The undersigned pledges his best efforts and promises to conduct himself in a professional manner in carrying out the duties as a Director of the company. The undersigned promises not to divulge to others and will not use confidential or proprietary information of BNOW for his/her or anyone else’s gain (during or after the time in which the undersigned is a company Director). Unless as otherwise approved in advance by the BNOW Board of Directors, the undersigned promises that he or she will not serve as a director, officer, employee, agent or consultant to any competing business enterprise of SIML’s during the time in which he or she is a Director of the company.

 

It is understood that the company does not have errors and omissions insurance for management as of the date of this Agreement, and that the Director is responsible to obtain said insurance.

 

The company will pay the reasonable expenses of the undersigned in carrying out his duties as a Director; however, any expenses in excess of $25.00 must be approved in advance by company. Except to the extent not allowed by Oklahoma law, the company hereby holds the undersigned harmless from liability to the company, its shareholders and any third parties for acts and omissions while a Director of the company and further agrees to indemnify and defend the undersigned in the event of any action taken by the company, its shareholders or third parties against the undersigned in his or her position as Director of the company.

 

Any disputes arising from this Agreement not resolved by the parties in a good faith, timely manner shall be arbitrated within Nevada County, California under the rules and procedures of the American Arbitration Association.
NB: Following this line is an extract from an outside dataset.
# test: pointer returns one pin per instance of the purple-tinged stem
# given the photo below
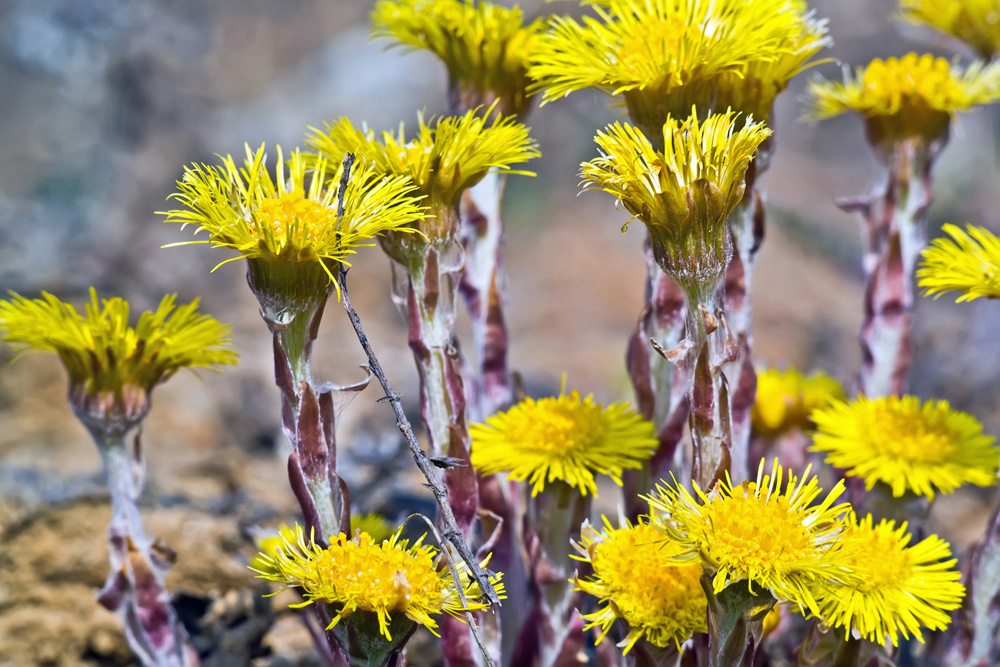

Attorney fees and costs are to be awarded to the prevailing party.

 

IN WITNESS WHEREOF, the Parties hereto have executed this Agreement on the date first written above.

 

 (SIGNATURE)    (SIGNATURE)
Justin Gonzalez, Chairman   Eric Watson, Director
     
 (SIGNATURE)    
Johann Loewen, Director    

 

I agree to the terms and conditions outlined in the Director Agreement.